The following graph shows the memory consumption distribution of property maps from the message vertices traversed in LDBC SNB Query3 on the SF0100 dataset. These data were collected using OpenJDK's Java Object Layout (JOL) tool. The following code snippets show how I collected these data.

snb-interactive-torc/pom.xml
```bash
diff --git a/snb-interactive-torc/pom.xml b/snb-interactive-torc/pom.xml
index 44a0d0a..f899a33 100644
--- a/snb-interactive-torc/pom.xml
+++ b/snb-interactive-torc/pom.xml
@@ -43,6 +43,16 @@
       <artifactId>logback-classic</artifactId>
       <version>1.1.2</version>
     </dependency>
+    <dependency>
+      <groupId>org.openjdk.jol</groupId>
+      <artifactId>jol-core</artifactId>
+      <version>0.9</version>
+    </dependency>
+    <dependency>
+      <groupId>org.openjdk.jol</groupId>
+      <artifactId>jol-cli</artifactId>
+      <version>0.9</version>
+    </dependency>
   </dependencies>
   <build>
     <plugins>
```

TorcDb.java:
```java
public static class LdbcQuery3Handler
...

    graph.fillProperties(messages.vSet);

    for (TorcVertex v : messages.vSet) {
        System.out.println(GraphLayout.parseInstance(v.getProperties()).toFootprint());
    }

    System.exit(0)
```

Using QueryTester:
```bash
sudo LD_LIBRARY_PATH=/shome/jde/RAMCloud/obj.torcdb-experiments MAVEN_OPTS="-Xss100M -Xmx50G" ./bin/QueryTester.sh query3 8796093163356 Papua_New_Guinea Namibia 1306886400000 52 20 --repeat 1
```

In [1]:
import plotly.offline as py
import plotly.graph_objs as go
import plotly.figure_factory as FF

import numpy as np
import pandas as pd

py.init_notebook_mode(connected=True)

sizes_df = pd.read_csv('map_sizes.csv')

num_sizes = len(sizes_df)

cdf_df = pd.read_csv('map_sizes_cdf.csv')

trace1 = go.Scatter(x=cdf_df['bytes'], 
                    y=cdf_df['percentile'],
                    mode='lines', 
                    name='Map Size in Bytes')

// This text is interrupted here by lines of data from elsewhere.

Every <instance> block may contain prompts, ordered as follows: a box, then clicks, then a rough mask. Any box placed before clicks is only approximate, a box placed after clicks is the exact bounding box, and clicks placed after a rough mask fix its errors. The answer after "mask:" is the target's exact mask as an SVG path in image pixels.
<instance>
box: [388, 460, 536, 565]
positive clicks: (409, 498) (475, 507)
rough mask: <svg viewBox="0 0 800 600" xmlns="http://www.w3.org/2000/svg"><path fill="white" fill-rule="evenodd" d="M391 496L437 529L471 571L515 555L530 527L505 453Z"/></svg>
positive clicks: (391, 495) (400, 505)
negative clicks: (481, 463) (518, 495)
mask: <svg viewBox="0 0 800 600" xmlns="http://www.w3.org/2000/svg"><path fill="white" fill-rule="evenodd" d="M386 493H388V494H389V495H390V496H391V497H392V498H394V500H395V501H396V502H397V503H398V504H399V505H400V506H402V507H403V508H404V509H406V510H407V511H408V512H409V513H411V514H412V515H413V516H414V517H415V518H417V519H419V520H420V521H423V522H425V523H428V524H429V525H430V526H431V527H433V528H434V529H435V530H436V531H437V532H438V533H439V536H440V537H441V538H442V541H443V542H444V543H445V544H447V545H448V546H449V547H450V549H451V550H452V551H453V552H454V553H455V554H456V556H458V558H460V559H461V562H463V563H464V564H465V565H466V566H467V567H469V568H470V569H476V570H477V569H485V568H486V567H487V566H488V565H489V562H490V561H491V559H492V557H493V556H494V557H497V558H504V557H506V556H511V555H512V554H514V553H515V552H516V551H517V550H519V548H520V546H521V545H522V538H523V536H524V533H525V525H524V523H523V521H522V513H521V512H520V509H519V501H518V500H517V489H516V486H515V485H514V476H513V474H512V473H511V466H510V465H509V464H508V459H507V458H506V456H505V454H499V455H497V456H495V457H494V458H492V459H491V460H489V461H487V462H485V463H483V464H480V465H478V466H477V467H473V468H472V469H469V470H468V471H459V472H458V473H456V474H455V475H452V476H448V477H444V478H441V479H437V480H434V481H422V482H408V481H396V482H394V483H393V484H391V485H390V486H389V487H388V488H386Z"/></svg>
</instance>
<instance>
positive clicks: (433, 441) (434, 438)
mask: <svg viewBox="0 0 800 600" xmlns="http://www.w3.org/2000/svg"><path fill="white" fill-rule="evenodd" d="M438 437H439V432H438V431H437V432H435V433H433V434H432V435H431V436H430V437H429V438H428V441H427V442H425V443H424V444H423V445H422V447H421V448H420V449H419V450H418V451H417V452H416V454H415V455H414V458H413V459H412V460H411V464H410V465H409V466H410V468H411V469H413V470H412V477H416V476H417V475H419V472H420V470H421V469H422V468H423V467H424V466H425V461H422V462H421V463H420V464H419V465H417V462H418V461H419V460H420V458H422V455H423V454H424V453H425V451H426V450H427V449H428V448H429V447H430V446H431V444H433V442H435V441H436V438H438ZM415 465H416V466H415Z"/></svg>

layout = go.Layout( title='CDF of %d Property Map Java Memory Footprints' % num_sizes,
                    xaxis=dict(
                        title='Bytes',
                        range=[1000,5000]
                    ),
                    yaxis=dict(
                        title='Percentile',
                        type='log',
                        range=[-1,0.1]
                    ))

fig = go.Figure(data=[trace1], layout=layout)

py.iplot(fig)

print("Min: %dB\nMax: %dB\nSum: %dGB" % (np.min(sizes_df), np.max(sizes_df), np.sum(sizes_df)/1000000000))

Min: 1072B
Max: 5520B
Sum: 20GB


I observed using `htop` that the high watermark on resident memory consumption for TorcDB is 29.1GB. Therefore, for this query, 66% of memory is being consumed by message vertex property maps alone.